Picture the scene. Jesus is reclining at the table. Instead of using chairs they would lean on an elbow that was propped up by a cushion. Their feet would be away from the table. This woman approaches Jesus. The table grows silent. Everybody is watching. Everybody knows who she is. What is she doing here?
She looks around the table. She feels that familiar glare of condemnation. Others keep their eyes down, embarrassed by her presence and the awkwardness of the moment. But when she looks at Jesus, he seems to know what’s going on in her heart. He gives her a warm smile. He seems delighted that she has come, and he looks at her with the eyes of a loving father watching his beautiful daughter as she enters the room. She’s never had a man look at her that way before.

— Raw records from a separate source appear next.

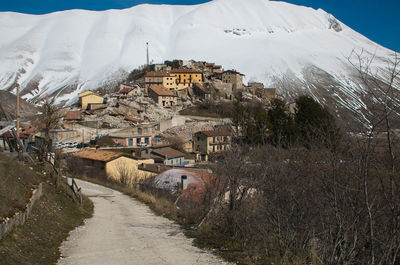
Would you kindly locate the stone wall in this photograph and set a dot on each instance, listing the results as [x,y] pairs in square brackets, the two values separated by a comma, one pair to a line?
[9,224]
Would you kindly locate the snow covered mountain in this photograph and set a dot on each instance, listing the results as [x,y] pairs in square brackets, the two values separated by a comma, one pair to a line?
[294,48]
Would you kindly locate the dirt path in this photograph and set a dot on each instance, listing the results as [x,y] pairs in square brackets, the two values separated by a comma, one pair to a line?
[124,231]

She is so undone by this that the tears come, just a few at first, and then more. She falls to the ground and begins to kiss his feet. Soon, the tears are pouring down her face. They begin to drip onto the dirty feet of Jesus. As she looks at the muddy streaks she realizes that his feet haven’t been washed. She can’t ask for a towel, so she lets down her hair, something that was extremely inappropriate in that day. She begins washing the feet of Jesus with her tears and drying them with her hair.
Then Luke says she had an alabaster jar of ointment. Most likely this was a flask that was worn around the neck as a kind of perfume for women. As you might guess, because of her profession, this flask was quite important. She had used it a drop at a time many, many times, for many men. But now she empties it. She empties the whole thing out. She will not need it anymore. She pours this flask, her life, on Jesus’ feet, and she kisses them over and over. And then, Jesus says to Simon:
“Do you see this woman? I entered your house; you gave me no water for my feet, but she has wet my feet with her tears and wiped them with her hair. You gave me no kiss, but from the time I came in she has not ceased to kiss my feet. You did not anoint my head with oil, but she has anointed my feet with ointment.” (Luke 7:44-46)

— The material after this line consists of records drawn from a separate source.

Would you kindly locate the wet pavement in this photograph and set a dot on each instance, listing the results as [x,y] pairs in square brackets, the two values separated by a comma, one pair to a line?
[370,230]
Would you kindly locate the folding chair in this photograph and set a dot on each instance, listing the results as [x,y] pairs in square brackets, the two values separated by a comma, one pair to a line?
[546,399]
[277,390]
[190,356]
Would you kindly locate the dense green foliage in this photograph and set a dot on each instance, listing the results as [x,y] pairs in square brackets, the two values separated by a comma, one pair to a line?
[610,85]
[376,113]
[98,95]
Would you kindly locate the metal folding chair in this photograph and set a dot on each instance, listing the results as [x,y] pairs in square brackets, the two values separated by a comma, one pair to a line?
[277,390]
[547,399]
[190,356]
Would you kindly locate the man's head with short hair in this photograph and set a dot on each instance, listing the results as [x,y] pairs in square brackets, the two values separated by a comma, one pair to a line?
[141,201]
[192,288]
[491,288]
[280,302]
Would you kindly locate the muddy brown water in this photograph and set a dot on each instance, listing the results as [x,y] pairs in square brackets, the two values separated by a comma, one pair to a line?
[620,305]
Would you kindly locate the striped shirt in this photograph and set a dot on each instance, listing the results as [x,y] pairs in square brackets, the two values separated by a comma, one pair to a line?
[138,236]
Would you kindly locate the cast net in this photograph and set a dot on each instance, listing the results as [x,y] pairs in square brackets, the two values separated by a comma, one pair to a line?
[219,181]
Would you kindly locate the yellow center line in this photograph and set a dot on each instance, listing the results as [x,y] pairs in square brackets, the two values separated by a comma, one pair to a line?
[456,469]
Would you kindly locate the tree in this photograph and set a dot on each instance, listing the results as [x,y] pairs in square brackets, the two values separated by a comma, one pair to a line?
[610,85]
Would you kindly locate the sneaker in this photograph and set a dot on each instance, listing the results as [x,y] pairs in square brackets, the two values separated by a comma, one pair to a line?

And in the end, the religious leader has all the knowledge, but it is the prostitute who intimately expressed her love for Jesus. And I think the question that you and I have to ask ourselves is this — Who am I most like in this story?
When’s the last time you had a moment with Jesus like this woman had? When’s the last time you poured your heart to him? When’s the last time the tears streamed down your face as you expressed your love for him? When’s the last time you demonstrated your love for Jesus with reckless abandonment?
Because, this morning, I’m not asking if you know about Jesus. I’m asking if you know him.